Thought this might be of interest to the listmembers, particularly because it
addresses some of the issues we've recently been discussing.

B. Diamond

>
> >Subject: Rich Get Richer, But the Environment Not Sicker?
>
> >This article comes from SCIENCE of web site:
> >http://www.apnet.com/inscight
>
> > An environmental truism may not be so true after all.

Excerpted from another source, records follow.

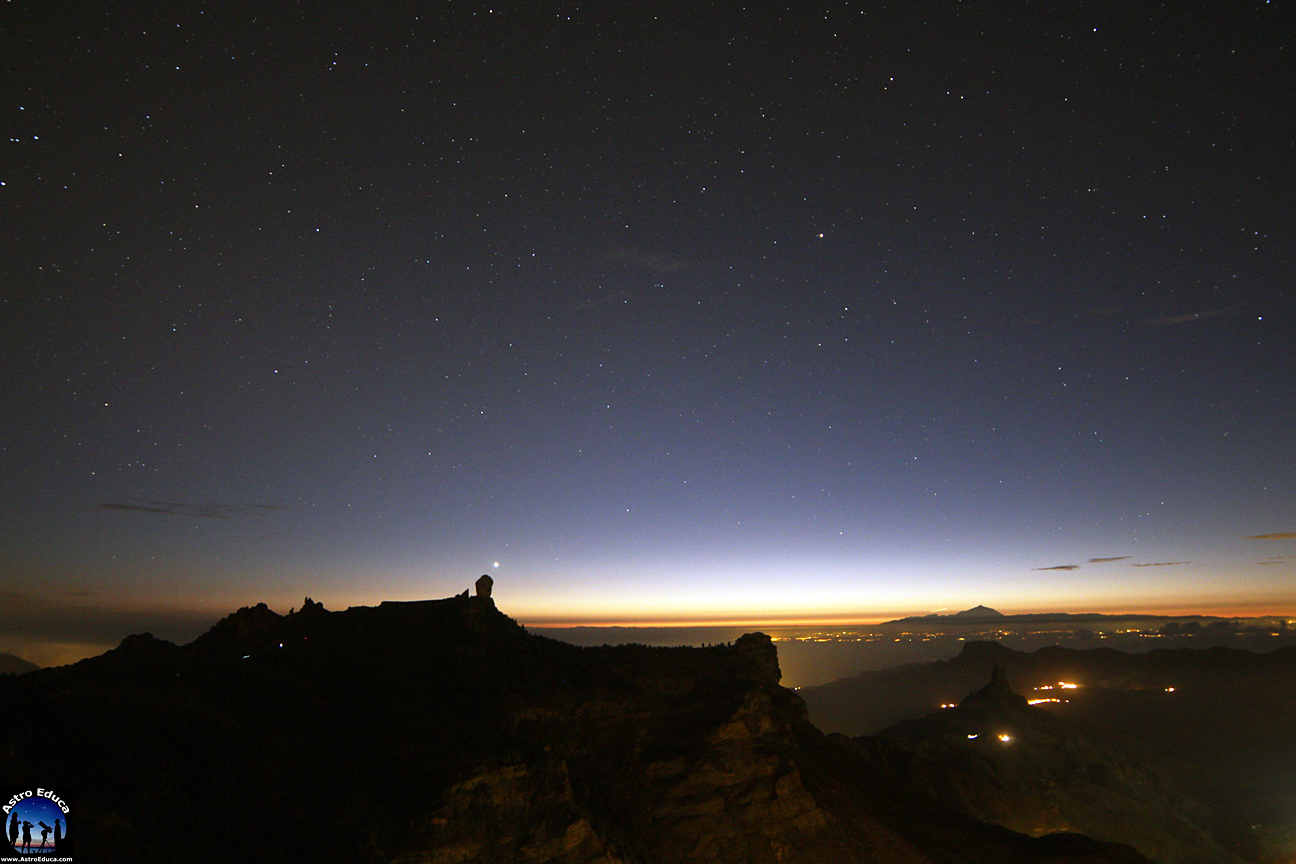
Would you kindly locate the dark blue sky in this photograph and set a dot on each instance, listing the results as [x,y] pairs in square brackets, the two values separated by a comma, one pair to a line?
[653,311]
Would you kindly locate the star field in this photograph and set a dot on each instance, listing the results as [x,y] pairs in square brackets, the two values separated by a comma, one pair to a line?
[674,312]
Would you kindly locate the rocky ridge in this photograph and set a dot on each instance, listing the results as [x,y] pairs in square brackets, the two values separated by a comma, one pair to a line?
[442,732]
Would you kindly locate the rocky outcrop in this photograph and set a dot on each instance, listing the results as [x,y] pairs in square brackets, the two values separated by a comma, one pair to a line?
[443,732]
[1003,762]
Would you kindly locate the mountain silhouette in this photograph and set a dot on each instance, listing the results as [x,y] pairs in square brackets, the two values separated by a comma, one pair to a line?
[12,665]
[442,731]
[1215,724]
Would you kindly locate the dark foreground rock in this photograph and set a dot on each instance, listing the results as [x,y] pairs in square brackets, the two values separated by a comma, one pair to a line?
[442,732]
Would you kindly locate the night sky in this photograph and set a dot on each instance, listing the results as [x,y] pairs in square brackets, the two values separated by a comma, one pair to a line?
[652,311]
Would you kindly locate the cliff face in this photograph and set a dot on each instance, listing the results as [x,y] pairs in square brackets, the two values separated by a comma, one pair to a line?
[442,732]
[1007,763]
[1220,722]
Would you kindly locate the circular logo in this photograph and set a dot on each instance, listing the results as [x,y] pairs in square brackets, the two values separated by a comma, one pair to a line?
[35,825]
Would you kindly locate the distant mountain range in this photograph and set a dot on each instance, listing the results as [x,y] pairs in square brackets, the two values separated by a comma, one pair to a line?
[442,731]
[1205,733]
[986,614]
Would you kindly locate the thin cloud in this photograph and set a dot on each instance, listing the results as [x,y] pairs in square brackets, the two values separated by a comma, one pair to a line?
[191,509]
[648,261]
[1170,320]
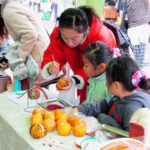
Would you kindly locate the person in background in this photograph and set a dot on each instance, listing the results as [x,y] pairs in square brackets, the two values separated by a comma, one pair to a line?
[123,77]
[138,14]
[3,36]
[77,28]
[3,44]
[25,28]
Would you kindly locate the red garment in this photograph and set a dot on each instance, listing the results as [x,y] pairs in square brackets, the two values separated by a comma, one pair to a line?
[62,53]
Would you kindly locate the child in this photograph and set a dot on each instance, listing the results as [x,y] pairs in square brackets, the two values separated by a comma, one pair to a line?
[123,77]
[96,57]
[3,36]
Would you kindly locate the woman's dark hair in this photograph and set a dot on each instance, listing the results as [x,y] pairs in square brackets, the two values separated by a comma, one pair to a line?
[3,30]
[98,53]
[121,69]
[77,18]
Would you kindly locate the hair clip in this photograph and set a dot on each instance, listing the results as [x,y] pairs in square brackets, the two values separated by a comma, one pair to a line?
[136,77]
[116,53]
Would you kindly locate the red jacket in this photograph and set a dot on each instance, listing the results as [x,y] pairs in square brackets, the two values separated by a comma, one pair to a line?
[62,53]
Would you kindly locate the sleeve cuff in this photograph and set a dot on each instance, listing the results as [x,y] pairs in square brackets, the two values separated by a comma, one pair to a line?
[81,84]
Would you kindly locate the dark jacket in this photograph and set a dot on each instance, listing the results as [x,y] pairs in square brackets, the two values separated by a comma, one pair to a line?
[115,111]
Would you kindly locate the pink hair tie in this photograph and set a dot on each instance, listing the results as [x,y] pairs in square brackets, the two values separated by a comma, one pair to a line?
[136,77]
[116,52]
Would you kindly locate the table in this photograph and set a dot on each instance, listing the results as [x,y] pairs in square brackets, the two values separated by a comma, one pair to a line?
[15,125]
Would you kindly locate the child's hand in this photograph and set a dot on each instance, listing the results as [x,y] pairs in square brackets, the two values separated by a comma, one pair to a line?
[54,67]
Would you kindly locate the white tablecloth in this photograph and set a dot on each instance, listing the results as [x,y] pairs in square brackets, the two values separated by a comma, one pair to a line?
[15,125]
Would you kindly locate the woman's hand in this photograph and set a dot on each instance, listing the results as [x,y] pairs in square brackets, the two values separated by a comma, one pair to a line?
[68,84]
[54,67]
[74,111]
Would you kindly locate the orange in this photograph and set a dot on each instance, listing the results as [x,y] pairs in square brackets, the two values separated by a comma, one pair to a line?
[50,115]
[71,119]
[61,116]
[49,125]
[36,121]
[37,116]
[64,128]
[36,111]
[79,130]
[34,94]
[59,111]
[61,83]
[60,121]
[38,130]
[43,112]
[79,121]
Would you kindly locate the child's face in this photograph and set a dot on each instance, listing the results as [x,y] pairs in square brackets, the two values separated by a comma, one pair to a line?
[89,68]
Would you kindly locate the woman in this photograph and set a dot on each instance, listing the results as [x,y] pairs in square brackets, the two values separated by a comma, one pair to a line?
[25,28]
[77,28]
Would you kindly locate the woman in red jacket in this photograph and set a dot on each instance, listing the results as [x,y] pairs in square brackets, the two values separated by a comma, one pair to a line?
[77,28]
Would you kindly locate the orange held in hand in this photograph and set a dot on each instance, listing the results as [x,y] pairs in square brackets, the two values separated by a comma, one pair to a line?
[43,112]
[64,128]
[49,125]
[36,111]
[61,83]
[79,130]
[71,119]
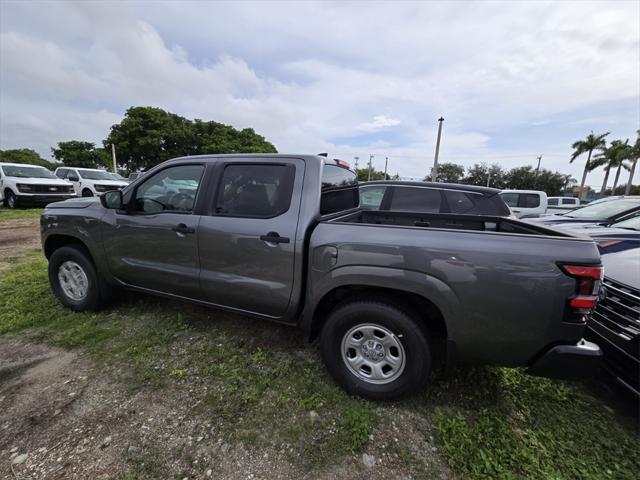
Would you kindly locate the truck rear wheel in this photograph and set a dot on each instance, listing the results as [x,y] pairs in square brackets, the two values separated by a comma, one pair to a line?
[75,281]
[375,350]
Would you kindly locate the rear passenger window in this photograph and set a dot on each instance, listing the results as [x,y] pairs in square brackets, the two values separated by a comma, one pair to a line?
[529,200]
[371,197]
[461,202]
[257,191]
[510,199]
[419,199]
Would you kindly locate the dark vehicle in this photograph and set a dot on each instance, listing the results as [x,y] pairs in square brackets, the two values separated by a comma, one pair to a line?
[432,197]
[389,295]
[615,323]
[601,213]
[616,237]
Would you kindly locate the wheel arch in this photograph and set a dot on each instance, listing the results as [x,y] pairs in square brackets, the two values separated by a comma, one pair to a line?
[419,306]
[56,241]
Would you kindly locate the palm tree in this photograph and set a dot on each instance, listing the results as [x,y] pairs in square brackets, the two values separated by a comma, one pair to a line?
[589,144]
[635,154]
[613,157]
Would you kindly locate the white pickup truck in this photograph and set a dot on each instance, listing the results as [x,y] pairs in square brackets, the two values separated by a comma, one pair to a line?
[562,204]
[22,184]
[90,182]
[525,203]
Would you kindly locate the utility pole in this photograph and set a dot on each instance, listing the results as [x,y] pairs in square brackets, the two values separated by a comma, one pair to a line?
[434,170]
[113,157]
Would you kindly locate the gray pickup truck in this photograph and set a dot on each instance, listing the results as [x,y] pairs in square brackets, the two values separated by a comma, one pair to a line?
[389,295]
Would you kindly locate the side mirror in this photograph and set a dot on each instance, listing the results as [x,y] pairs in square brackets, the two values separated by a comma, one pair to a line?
[112,200]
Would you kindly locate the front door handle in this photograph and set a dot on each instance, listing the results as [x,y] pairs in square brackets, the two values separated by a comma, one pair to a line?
[182,229]
[274,237]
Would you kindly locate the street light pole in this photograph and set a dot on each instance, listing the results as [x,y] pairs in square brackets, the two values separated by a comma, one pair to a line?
[538,167]
[434,170]
[113,157]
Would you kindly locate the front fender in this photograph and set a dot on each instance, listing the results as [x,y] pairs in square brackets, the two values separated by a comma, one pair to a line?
[81,228]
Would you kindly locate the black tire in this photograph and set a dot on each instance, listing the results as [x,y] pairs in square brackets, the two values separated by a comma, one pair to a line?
[401,323]
[10,200]
[97,291]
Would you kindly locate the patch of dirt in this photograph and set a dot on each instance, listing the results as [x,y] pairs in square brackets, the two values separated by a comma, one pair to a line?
[62,416]
[18,237]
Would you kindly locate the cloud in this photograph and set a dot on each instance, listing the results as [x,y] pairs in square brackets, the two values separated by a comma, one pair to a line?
[320,80]
[378,123]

> > Experts have tended to assume that a country's
> > environmental impact--measured as pollution or
> > resource use--swells as it gets bigger, richer, and more
> > technologically advanced. Indeed, the idea is even
> > enshrined in an equation, Impact = Population x
> > Affluence x Technology (IPAT). But according to an
> > analysis by two sociologists in the current issue of the
> > Proceedings of the National Academy of Sciences,
> > two factors in this equation--affluence and
> > technology--may not always harm the environment after
> > all.
> > IPAT was set down in 1972 by two prominent
> > Stanford University scientists--biologist Paul Ehrlich,
> > author of The Population Bomb, and physicist John
> > Holdren--but nobody had checked to see whether it
> > reflects reality. So Thomas Dietz of George Mason
> > University in Virginia and Eugene Rosa of Washington
> > State University set out, as Dietz puts it, to "discipline the
> > debate with data." By putting in numbers for carbon
> > dioxide emission, population, and affluence [gross
> > domestic product (GDP) per capita] for more than 100
> > countries, they tested the fit of the IPAT equation.
> > The results were surprising. Population acted almost
> > as expected, although very big countries, like China and
> > India, were more polluted than IPAT predicted. But
> > increasing affluence didn't seem to trigger a linear rise in
> > pollution. "With advanced economies, there might be a
> > structural change," Rosa speculates. "More of the GDP
> > is in [nonpolluting] services than in [polluting] industry."
> > Technology, though, produced the weirdest results.
> > Dietz and Rosa couldn't identify any independent
> > measure of T that they considered reliable, so they
> > plugged values for the other three variables into the
> > equation and derived values for T. The results bore little
> > resemblance to actual levels of technological
> > development. For the United States, for example, the
> > IPAT equation implies a level of technology somewhere
> > between Papua New Guinea's and Senegal's. The
> > influence of technology on environmental impact is at
> > best indirect, concludes Dietz; other factors such as
> > economic organization and cultural attitudes probably
> > modify its effects.
> > Environmental scientists say they're not surprised that
> > IPAT has its limits. "It's a conceptual framework," not a
> > basis for rigorous predictions, says Donella Meadows of
> > Dartmouth College. Adds Stuart Gaffin of the
> > Environmental Defense Fund, who's serving on a
> > committee of the Intergovernmental Panel on Climate
> > Change, "It's an important formula, but I see its flaws."